Franz raccontò di nuovo la storia del diario in carta di riso, del memorialista dall’inchiostro viola che forse era Clark Ashton Smith, e dei suoi possibili colloqui con De Castries. Poi disse: — Il 607 non può essere un indirizzo, come per esempio il nostro 811 Geary Street. A San Francisco non esiste una strada che si chiami “Rodi”: ho controllato. Quella che ci va più vicino è una Rhode Island Street: ma è nel Potrero, mentre dalle annotazioni del diario è chiaro che quel 607 è qui in centro, a poca distanza da Union Square. E una volta l’autore del diario dice di aver osservato dalla finestra Corona Heights e il Monte Sutro. Naturalmente, a quell’epoca non c’era la torre della TV. E…
— Diavolo, nel 1928 non c’erano neppure il ponte della Baia e il Golden Gate — interruppe Gunnar.
— … e Twin Peaks — continuò Franz. — E poi dice che Thibaut chiamava sempre le cime gemelle di Twin Peaks “i seni di Cleopatra”.
— Chissà se i grattacieli hanno i seni — rifletté Saul. — Devo chiederlo alla signora Willis.
Dorotea sgranò di nuovo gli occhi, si indicò il seno, disse: — Oh, no! — e scoppiò in un’altra risata.
Cal disse: — Forse Rodi è il nome di un palazzo o di un albergo. Per esempio il “Palazzo Rodi”.
— No, a meno che il nome non sia stato cambiato dopo il 1928 — obiettò Franz. — Adesso non c’è niente che si chiami così, a quanto mi risulta. Il nome “Rodi” non dice niente a nessuno di voi?
Non diceva niente.
Gunnar commentò: — Chissà se questo palazzo ha mai avuto un nome, povero vecchio male in arnese.
— Già — fece Cal. — Anche a me piacerebbe saperlo.
Ma Dorotea scosse la testa. — È solo l’811 Geary Street.
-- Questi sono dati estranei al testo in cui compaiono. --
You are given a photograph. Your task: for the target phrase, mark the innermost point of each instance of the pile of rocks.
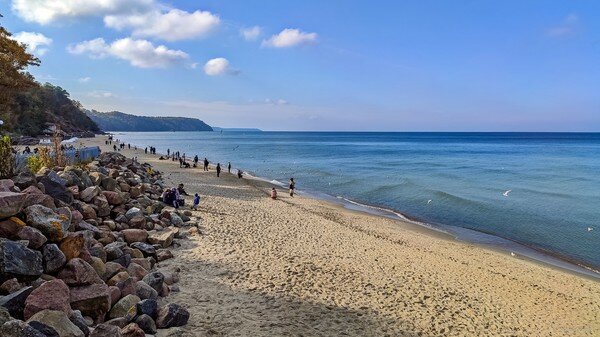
(80, 249)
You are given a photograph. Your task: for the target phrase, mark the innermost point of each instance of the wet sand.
(304, 267)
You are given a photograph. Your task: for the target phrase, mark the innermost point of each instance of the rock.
(24, 179)
(51, 295)
(16, 328)
(109, 184)
(133, 212)
(147, 307)
(19, 261)
(44, 329)
(77, 318)
(115, 294)
(144, 291)
(163, 238)
(176, 220)
(58, 321)
(164, 254)
(146, 249)
(106, 330)
(15, 302)
(102, 205)
(77, 272)
(98, 265)
(125, 307)
(113, 198)
(134, 235)
(172, 332)
(138, 221)
(120, 277)
(54, 258)
(55, 187)
(53, 226)
(132, 330)
(34, 196)
(89, 193)
(74, 246)
(4, 316)
(172, 315)
(146, 323)
(92, 300)
(144, 263)
(35, 237)
(136, 271)
(9, 228)
(10, 286)
(11, 203)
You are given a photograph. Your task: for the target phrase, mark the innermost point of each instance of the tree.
(14, 78)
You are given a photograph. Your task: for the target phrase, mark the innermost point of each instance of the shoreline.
(304, 266)
(461, 234)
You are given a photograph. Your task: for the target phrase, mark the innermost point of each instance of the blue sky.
(325, 65)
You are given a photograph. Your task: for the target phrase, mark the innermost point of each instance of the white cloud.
(251, 34)
(290, 38)
(568, 27)
(173, 25)
(276, 101)
(47, 11)
(36, 42)
(139, 53)
(101, 94)
(219, 66)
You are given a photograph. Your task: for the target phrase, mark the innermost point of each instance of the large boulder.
(132, 212)
(113, 198)
(9, 228)
(19, 261)
(92, 300)
(11, 203)
(77, 272)
(54, 226)
(52, 295)
(35, 237)
(17, 328)
(58, 321)
(15, 302)
(54, 258)
(172, 315)
(56, 187)
(89, 193)
(134, 235)
(163, 238)
(126, 307)
(106, 330)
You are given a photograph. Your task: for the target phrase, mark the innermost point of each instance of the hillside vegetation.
(118, 121)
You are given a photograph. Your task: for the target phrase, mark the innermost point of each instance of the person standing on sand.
(292, 187)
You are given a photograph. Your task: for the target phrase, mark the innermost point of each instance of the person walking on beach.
(196, 201)
(292, 187)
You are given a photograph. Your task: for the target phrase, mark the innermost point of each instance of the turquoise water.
(454, 179)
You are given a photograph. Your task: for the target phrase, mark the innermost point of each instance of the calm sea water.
(455, 179)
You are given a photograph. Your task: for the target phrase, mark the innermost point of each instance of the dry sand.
(304, 267)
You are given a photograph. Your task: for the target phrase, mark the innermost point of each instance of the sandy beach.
(304, 267)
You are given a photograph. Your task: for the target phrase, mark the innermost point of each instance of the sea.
(536, 194)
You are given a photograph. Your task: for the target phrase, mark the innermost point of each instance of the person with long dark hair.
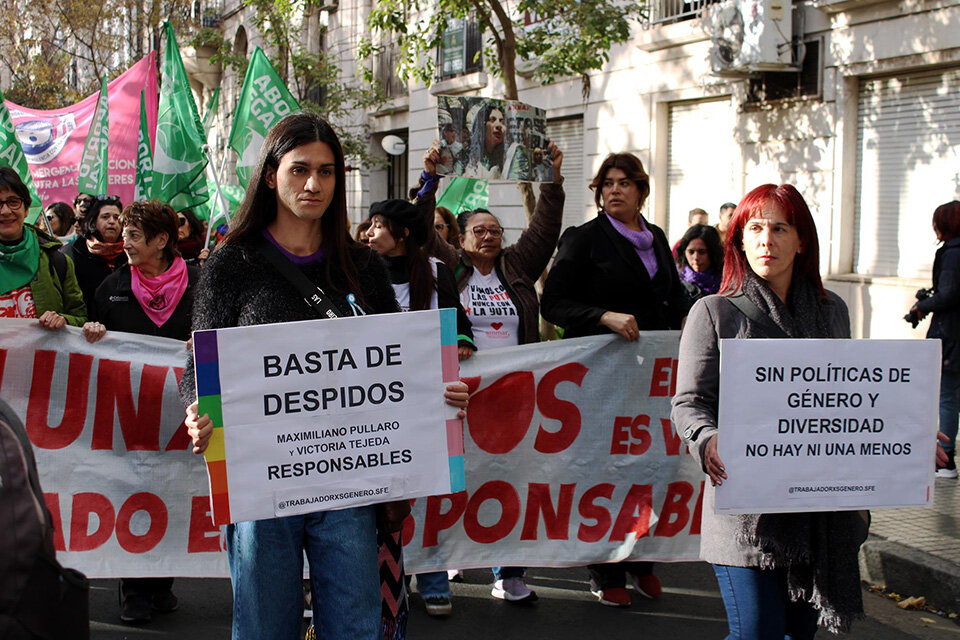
(296, 201)
(700, 261)
(615, 274)
(487, 147)
(945, 325)
(780, 574)
(97, 251)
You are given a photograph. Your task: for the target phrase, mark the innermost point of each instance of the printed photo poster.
(492, 139)
(827, 425)
(329, 414)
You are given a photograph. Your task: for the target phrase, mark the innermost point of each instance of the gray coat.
(695, 408)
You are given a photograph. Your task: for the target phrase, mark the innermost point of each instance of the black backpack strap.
(312, 294)
(749, 308)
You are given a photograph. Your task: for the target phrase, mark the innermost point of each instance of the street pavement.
(690, 608)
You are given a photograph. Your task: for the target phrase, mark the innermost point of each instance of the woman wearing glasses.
(496, 285)
(36, 280)
(97, 251)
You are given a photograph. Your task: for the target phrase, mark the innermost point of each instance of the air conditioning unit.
(749, 36)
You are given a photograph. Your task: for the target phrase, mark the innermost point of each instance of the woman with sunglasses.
(36, 281)
(97, 251)
(496, 286)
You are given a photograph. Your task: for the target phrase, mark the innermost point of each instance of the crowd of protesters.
(144, 269)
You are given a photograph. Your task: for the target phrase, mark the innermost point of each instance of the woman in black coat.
(945, 324)
(616, 274)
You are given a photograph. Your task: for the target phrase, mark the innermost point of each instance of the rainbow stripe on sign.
(450, 368)
(207, 365)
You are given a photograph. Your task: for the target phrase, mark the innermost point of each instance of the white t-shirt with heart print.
(491, 311)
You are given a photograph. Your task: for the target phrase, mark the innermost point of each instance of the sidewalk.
(916, 552)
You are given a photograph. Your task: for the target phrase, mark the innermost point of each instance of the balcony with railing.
(660, 12)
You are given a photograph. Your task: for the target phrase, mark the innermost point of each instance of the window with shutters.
(908, 163)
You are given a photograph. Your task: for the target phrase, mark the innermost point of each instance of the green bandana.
(19, 262)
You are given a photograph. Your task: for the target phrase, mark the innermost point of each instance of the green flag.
(179, 157)
(464, 194)
(92, 177)
(144, 155)
(11, 155)
(264, 99)
(211, 113)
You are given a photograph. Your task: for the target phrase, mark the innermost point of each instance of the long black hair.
(259, 207)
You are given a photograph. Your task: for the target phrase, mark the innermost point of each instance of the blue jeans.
(433, 584)
(949, 406)
(266, 570)
(502, 573)
(758, 607)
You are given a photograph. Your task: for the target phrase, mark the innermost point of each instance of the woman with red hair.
(945, 324)
(781, 575)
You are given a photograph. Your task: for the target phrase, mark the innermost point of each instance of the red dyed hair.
(806, 264)
(946, 220)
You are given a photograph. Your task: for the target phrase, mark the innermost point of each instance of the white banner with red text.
(570, 457)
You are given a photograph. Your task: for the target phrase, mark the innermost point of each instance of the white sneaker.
(513, 590)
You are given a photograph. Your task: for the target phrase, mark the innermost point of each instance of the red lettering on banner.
(85, 504)
(552, 407)
(53, 506)
(435, 520)
(664, 380)
(590, 511)
(671, 440)
(500, 415)
(155, 508)
(633, 430)
(74, 405)
(180, 441)
(506, 495)
(139, 425)
(675, 512)
(697, 513)
(200, 539)
(555, 521)
(634, 516)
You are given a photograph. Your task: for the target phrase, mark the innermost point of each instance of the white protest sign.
(824, 425)
(327, 414)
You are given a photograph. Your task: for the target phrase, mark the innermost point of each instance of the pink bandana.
(160, 296)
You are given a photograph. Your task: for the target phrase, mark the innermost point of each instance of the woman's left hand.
(52, 320)
(457, 394)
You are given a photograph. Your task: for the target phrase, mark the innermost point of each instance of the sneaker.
(164, 602)
(950, 470)
(513, 590)
(614, 597)
(648, 586)
(438, 605)
(136, 609)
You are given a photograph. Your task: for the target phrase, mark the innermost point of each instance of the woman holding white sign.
(296, 203)
(780, 574)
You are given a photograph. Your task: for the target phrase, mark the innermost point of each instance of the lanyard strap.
(312, 294)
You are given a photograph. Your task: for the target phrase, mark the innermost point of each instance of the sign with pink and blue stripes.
(328, 414)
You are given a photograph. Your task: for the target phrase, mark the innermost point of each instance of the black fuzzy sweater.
(240, 288)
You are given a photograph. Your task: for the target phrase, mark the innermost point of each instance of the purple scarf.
(708, 281)
(642, 242)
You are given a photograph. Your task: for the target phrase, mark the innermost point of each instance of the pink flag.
(53, 140)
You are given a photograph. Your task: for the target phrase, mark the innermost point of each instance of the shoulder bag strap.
(750, 309)
(312, 294)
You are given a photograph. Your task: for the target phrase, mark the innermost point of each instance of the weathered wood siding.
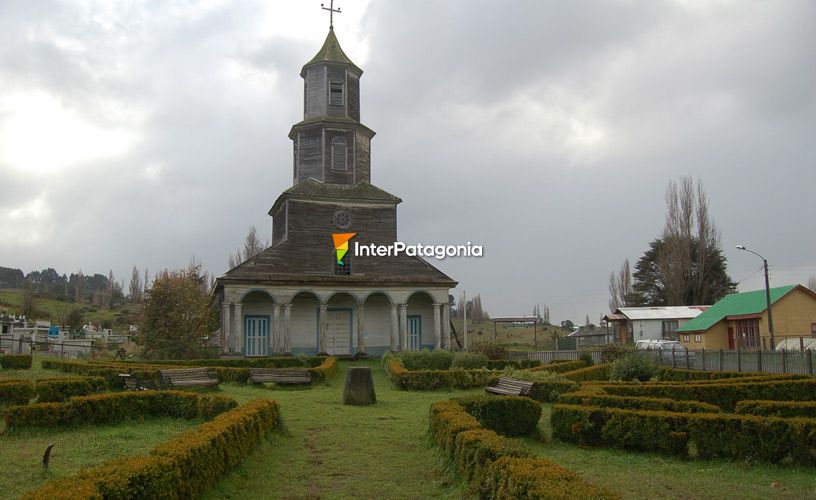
(315, 92)
(334, 176)
(353, 94)
(362, 157)
(310, 158)
(279, 225)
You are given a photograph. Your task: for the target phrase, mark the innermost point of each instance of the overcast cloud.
(143, 133)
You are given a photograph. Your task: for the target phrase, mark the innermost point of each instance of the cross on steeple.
(331, 10)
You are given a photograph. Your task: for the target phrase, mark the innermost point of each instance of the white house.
(631, 324)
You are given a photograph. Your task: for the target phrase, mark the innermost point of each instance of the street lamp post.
(767, 293)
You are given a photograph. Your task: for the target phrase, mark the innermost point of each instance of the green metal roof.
(330, 52)
(734, 305)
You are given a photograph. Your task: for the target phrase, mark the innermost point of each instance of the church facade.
(303, 296)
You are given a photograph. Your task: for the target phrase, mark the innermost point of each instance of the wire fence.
(67, 349)
(793, 362)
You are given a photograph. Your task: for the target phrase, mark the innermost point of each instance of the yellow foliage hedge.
(181, 468)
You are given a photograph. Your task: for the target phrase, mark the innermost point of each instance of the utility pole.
(767, 294)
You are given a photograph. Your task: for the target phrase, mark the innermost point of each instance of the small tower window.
(336, 94)
(339, 153)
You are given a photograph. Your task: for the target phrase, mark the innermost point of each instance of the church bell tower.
(330, 144)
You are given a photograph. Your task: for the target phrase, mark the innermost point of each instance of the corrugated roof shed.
(753, 302)
(662, 312)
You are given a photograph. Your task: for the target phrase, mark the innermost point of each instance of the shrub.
(633, 367)
(594, 372)
(566, 366)
(492, 349)
(438, 359)
(496, 467)
(635, 403)
(183, 467)
(778, 408)
(116, 407)
(713, 435)
(469, 360)
(725, 395)
(60, 389)
(325, 370)
(423, 380)
(507, 415)
(18, 392)
(15, 361)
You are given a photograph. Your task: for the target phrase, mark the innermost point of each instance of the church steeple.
(330, 144)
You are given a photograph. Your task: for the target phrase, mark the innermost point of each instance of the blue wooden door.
(256, 335)
(414, 332)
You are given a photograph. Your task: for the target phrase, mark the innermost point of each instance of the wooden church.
(298, 296)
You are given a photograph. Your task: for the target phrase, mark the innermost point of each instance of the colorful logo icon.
(341, 245)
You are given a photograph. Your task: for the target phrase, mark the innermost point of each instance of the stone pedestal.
(359, 389)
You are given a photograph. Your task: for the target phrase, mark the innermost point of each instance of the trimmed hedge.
(787, 409)
(498, 467)
(724, 395)
(325, 370)
(15, 361)
(16, 392)
(594, 372)
(183, 467)
(636, 403)
(423, 380)
(713, 435)
(60, 389)
(116, 407)
(507, 415)
(562, 367)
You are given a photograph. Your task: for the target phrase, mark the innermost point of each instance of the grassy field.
(11, 301)
(21, 451)
(516, 339)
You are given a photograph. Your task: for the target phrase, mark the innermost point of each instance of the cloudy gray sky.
(145, 132)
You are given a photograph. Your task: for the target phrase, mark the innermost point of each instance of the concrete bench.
(134, 382)
(280, 376)
(510, 387)
(187, 377)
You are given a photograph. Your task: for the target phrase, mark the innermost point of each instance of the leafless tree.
(253, 245)
(620, 286)
(135, 289)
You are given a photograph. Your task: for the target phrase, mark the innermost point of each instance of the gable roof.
(736, 304)
(313, 188)
(662, 312)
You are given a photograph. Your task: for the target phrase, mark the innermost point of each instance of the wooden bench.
(187, 377)
(134, 382)
(280, 376)
(510, 387)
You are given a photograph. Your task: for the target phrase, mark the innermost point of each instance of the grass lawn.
(648, 475)
(336, 451)
(21, 451)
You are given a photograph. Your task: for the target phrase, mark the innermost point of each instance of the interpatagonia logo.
(341, 245)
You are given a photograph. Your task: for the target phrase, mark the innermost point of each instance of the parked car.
(666, 348)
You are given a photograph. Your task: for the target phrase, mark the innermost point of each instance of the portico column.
(394, 328)
(324, 327)
(446, 326)
(437, 330)
(403, 327)
(287, 328)
(360, 329)
(239, 327)
(226, 344)
(275, 340)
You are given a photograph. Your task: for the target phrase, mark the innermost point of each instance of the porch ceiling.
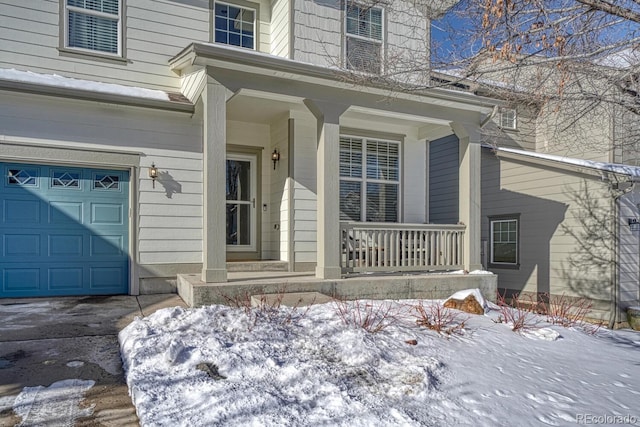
(264, 108)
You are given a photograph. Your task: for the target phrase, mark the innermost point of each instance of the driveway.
(60, 359)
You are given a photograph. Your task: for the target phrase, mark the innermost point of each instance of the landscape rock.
(469, 305)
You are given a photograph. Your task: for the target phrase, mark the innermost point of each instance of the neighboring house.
(559, 215)
(140, 140)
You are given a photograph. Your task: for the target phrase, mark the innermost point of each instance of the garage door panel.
(106, 246)
(70, 278)
(21, 245)
(65, 213)
(20, 279)
(21, 211)
(64, 231)
(67, 245)
(105, 277)
(106, 214)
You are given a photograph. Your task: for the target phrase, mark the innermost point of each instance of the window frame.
(64, 31)
(255, 7)
(504, 218)
(346, 35)
(363, 180)
(504, 111)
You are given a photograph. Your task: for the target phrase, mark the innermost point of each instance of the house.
(560, 204)
(142, 142)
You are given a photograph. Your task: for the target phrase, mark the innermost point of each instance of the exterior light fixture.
(275, 157)
(153, 174)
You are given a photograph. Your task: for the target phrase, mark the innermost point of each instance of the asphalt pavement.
(60, 359)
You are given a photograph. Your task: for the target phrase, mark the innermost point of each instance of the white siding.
(156, 30)
(276, 244)
(169, 216)
(629, 250)
(305, 190)
(317, 32)
(407, 44)
(281, 28)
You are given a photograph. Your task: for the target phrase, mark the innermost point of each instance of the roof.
(632, 172)
(50, 84)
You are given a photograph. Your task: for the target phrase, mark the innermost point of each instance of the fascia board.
(87, 95)
(261, 63)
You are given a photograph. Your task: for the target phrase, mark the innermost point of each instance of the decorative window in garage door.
(22, 177)
(65, 179)
(106, 182)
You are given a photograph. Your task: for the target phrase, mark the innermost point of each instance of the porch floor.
(244, 285)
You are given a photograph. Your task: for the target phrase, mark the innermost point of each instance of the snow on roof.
(631, 171)
(55, 80)
(622, 59)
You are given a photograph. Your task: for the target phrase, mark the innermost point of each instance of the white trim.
(363, 180)
(346, 35)
(255, 24)
(506, 219)
(80, 10)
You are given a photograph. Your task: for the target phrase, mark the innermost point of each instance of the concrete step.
(292, 299)
(240, 266)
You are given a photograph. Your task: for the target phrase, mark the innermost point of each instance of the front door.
(241, 202)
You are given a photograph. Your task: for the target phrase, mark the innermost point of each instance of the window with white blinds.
(364, 32)
(94, 25)
(369, 179)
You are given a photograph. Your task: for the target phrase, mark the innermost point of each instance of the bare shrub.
(519, 315)
(266, 309)
(371, 316)
(571, 312)
(439, 318)
(567, 311)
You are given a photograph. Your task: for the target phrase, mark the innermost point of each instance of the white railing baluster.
(368, 246)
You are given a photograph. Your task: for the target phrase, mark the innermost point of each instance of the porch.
(340, 151)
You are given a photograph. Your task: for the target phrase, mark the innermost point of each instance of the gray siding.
(559, 249)
(629, 248)
(444, 180)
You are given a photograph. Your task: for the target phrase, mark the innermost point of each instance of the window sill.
(96, 56)
(504, 266)
(510, 130)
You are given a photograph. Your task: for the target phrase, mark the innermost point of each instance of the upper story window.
(508, 118)
(369, 179)
(235, 25)
(94, 25)
(363, 40)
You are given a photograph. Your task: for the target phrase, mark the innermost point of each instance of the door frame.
(256, 253)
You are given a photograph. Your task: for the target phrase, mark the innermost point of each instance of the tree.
(573, 63)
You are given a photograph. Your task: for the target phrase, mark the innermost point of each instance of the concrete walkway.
(51, 348)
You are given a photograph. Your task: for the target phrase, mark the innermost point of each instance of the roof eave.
(88, 95)
(203, 54)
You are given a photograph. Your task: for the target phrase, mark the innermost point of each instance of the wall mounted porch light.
(275, 157)
(153, 174)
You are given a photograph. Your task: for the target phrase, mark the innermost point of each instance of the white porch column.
(469, 193)
(328, 187)
(214, 99)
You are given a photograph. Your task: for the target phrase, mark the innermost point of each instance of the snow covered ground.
(311, 367)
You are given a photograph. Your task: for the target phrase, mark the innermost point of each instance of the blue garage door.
(64, 231)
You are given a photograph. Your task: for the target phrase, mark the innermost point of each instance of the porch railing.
(375, 246)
Forse una volta era un albergo: sapete, con il portiere di notte e le cameriere. Ma non so.
— Associazione Palazzi Anonimi — osservò Saul, senza alzare gli occhi dalla sigaretta drogata che si stava preparando.
— Adesso chiudiamo il finestrino, eh? — disse Dorotea, facendo seguire l’azione alle parole. — Okay fumare le canne, ma non… come si dice?… non bisogna fargli troppa réclame.